He was born in Paris, and was trained in law. After holding a subordinate office (1876) in the department of public works, he became successively prefect of the Tarn (1882) and the Haute-Garonne (1885), and then returned to Paris to enter the ministry of the interior. He became prefect of police in November 1887, at the critical moment of Jules Grévy's resignation from the presidency. In the following year he entered the chamber, being elected deputy for the Marne, in opposition to General Boulanger, and joined the radical left. He was under-secretary for home affairs in Charles Floquet's ministry of 1888, and resigned with it in 1889, being then returned to the chamber for Reims. In the Pierre Tirard's ministry, which succeeded, he was minister of the interior, and subsequently, on 18 March 1890, minister of public instruction in the cabinet of Freycinet, a post for which he had qualified himself by the attention he had given to educational matters. In this capacity he was responsible in 1890 for some important reforms in secondary education.

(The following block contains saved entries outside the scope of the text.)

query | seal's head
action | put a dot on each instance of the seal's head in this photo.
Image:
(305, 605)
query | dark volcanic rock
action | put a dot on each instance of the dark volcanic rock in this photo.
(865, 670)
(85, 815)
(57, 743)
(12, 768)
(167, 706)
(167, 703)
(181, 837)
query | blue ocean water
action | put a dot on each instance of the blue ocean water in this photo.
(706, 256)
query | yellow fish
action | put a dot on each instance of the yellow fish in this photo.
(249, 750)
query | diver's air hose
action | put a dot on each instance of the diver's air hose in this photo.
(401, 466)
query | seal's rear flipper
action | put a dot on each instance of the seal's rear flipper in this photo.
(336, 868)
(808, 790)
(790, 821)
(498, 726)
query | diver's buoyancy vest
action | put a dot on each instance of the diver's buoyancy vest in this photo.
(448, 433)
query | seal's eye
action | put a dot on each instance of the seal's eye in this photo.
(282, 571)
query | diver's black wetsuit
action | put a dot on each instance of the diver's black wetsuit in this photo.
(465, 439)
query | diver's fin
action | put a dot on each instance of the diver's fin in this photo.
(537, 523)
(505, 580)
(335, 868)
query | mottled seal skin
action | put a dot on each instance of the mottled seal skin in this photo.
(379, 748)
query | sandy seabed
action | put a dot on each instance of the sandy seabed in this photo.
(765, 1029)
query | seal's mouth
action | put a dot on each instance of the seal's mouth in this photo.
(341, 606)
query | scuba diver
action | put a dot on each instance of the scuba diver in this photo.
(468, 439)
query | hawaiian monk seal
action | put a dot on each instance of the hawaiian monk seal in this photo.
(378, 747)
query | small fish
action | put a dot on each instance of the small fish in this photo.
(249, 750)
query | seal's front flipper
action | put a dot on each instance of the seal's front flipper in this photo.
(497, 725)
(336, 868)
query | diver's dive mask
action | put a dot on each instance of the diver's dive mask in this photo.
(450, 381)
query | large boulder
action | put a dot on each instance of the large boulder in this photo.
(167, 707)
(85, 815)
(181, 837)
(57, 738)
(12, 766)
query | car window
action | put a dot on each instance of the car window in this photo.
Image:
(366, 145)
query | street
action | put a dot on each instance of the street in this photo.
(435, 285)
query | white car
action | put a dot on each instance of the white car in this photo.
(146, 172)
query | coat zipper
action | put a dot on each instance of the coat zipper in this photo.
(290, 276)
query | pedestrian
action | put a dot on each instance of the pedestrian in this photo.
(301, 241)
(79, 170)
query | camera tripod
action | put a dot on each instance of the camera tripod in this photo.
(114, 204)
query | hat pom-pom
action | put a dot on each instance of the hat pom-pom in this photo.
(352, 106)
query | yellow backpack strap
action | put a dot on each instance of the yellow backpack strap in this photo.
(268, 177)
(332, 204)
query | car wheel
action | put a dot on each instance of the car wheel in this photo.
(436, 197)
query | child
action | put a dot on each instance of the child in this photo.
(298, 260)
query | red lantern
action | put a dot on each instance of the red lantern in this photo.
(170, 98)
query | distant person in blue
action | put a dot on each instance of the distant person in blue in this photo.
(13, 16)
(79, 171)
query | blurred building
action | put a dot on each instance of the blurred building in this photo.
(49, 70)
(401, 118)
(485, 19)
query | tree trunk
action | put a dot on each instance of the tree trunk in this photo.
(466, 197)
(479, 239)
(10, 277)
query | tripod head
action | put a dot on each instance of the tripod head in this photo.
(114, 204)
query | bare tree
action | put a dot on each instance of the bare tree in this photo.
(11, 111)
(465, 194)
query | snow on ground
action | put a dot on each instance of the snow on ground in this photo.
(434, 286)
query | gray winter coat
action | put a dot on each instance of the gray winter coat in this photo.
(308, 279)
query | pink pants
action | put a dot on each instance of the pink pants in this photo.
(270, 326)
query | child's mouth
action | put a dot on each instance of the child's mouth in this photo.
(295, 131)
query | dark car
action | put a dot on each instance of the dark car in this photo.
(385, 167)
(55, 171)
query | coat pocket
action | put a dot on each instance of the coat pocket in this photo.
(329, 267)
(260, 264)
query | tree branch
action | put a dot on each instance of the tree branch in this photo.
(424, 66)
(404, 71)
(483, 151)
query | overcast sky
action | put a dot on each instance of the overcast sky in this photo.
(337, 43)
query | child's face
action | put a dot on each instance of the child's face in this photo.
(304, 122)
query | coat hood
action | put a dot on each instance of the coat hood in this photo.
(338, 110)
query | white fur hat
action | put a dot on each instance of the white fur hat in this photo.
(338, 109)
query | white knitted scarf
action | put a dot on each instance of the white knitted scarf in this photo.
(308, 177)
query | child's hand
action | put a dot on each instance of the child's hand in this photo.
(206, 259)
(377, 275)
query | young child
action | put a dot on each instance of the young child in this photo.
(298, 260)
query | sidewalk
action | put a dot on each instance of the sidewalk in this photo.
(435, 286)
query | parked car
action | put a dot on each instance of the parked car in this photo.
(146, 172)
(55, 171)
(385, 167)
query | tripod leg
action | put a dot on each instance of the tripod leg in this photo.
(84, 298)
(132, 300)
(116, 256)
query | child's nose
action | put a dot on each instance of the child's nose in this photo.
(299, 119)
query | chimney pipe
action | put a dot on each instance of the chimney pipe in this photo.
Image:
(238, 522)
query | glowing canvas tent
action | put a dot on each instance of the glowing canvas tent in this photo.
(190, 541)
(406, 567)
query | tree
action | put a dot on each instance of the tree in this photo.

He retained his office in Émile Loubet's cabinet in 1892, and was minister of justice under Alexandre Ribot at the end of that year, when the Panama scandals were making the office one of peculiar difficulty. He energetically pressed the Panama prosecution, so much so that he was accused of having put wrongful pressure on the wife of one of the defendants in order to procure evidence. To meet the charge, he resigned in March 1893 but again took office and retired only with the rest of the Freycinet ministry.
In November 1895 he formed his own cabinet, distinctively radical, which fell as the result of a constitutional crisis arising from the persistent refusal of the senate to vote supply. The Bourgeois ministry seemed to think that popular opinion would enable them to override what they regarded as an unconstitutional action on the part of the upper house; but the public was indifferent and the senate triumphed. The blow damaged Bourgeois's career as an homme de gouvernement. As minister of public instruction in the Brisson cabinet of 1898 he organized courses for adults in primary education. After this short ministry he represented his country with dignity and effect at the Hague peace congress, and in 1903 was nominated a member of the permanent court of arbitration.
He held somewhat aloof from the political struggles of the Waldeck-Rousseau and Combes ministries, travelling considerably in foreign countries. In 1902 and 1903 he was elected president of the chamber. In 1905 he replaced the duc d'Audiffret-Pasquier as senator for the department of Marne, and in May 1906 became minister of foreign affairs in the Sarrien cabinet. He was responsible for the direction of French diplomacy in the conference at Algeciras. He was delegate to both Hague Conferences held on 1899 and 1907.
Following World War I he became President of the Council of the League of Nations and won the Nobel Peace Prize for his work in 1920.